‘Blurred Lines’ final verdict charges Robin Thicke and Pharrell $5 million for copying Marvin Gaye's 70s hit
13 December 2018, 10:40
The long-running feud over Pharrell Williams and Robin Thicke's song 'Blurred Lines' has finally come to an end, with both artists due to pay a hefty sum to Marvin Gaye's family.
It all began in 2013 when Marvin Gaye's family claimed that 'Blurred Lines' copied Gaye's song 'Got to Give it Up', released in 1977.
This is not the first time Pharrell and Thicke's song has sparked controversy. Although it went to No. 1 in 2013, it has been at the centre of discussions on sexual consent.
In March 2018, the court announced that Pharrell and Thicke were to pay Gaye's family a total sum of $7.3 million. Pharrell and Thick requested a new trial, but were denied it – however the settlement cost has now been brought down to $5.3 million by US District Judge John A Kronstadt.
What is the copyright infringement?
Gaye's family argues that 'Blurred Lines' is a copyright infringement on Gaye's 'Got to Give It Up', and indeed the two songs are very similar. The instrumentation, beat, style of vocals and 'feel' of 'Blurred Lines' draw remarkable parallels to Gaye's 70s hit.

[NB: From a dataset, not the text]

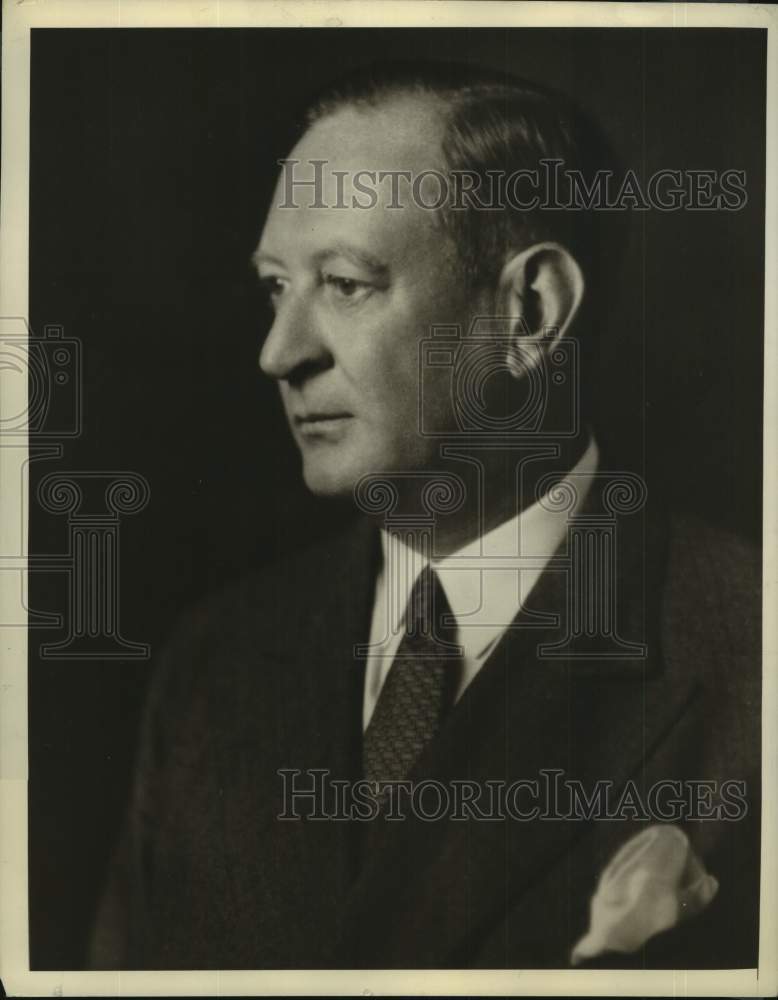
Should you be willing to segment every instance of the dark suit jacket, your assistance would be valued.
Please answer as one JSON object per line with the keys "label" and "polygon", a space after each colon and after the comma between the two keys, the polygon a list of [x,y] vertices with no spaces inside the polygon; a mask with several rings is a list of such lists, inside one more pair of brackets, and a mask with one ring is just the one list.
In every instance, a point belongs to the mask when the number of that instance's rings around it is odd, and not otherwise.
{"label": "dark suit jacket", "polygon": [[[598,874],[646,818],[279,820],[281,768],[360,776],[377,532],[367,523],[188,616],[149,699],[93,962],[101,968],[564,968]],[[720,883],[698,916],[599,967],[752,967],[759,902],[759,560],[692,519],[619,522],[620,635],[643,658],[539,655],[572,612],[552,566],[413,777],[558,768],[747,783],[747,815],[680,821]],[[560,549],[564,558],[567,542]],[[592,600],[602,595],[593,593]],[[533,612],[553,613],[556,627]],[[713,802],[718,801],[718,792]],[[655,820],[653,820],[655,821]]]}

Pharrell and Thicke have defended their music by stating that it uses inspiration from Gaye rather than taking directly from the track.
Pharrell's lawyer Howard King stated: "While we certainly respect the diligence and care devoted by the court throughout these proceedings, we must agree to disagree on the conclusions."
"We look forward to exercising our further remedies and ultimately achieving clarity on the difference between inspiration and copyright infringement."
What happens next?
The case still isn't over, and Pharrell and Thicke are expected to take the dispute to an appeals court where they will attempt to negate or minimise the charges.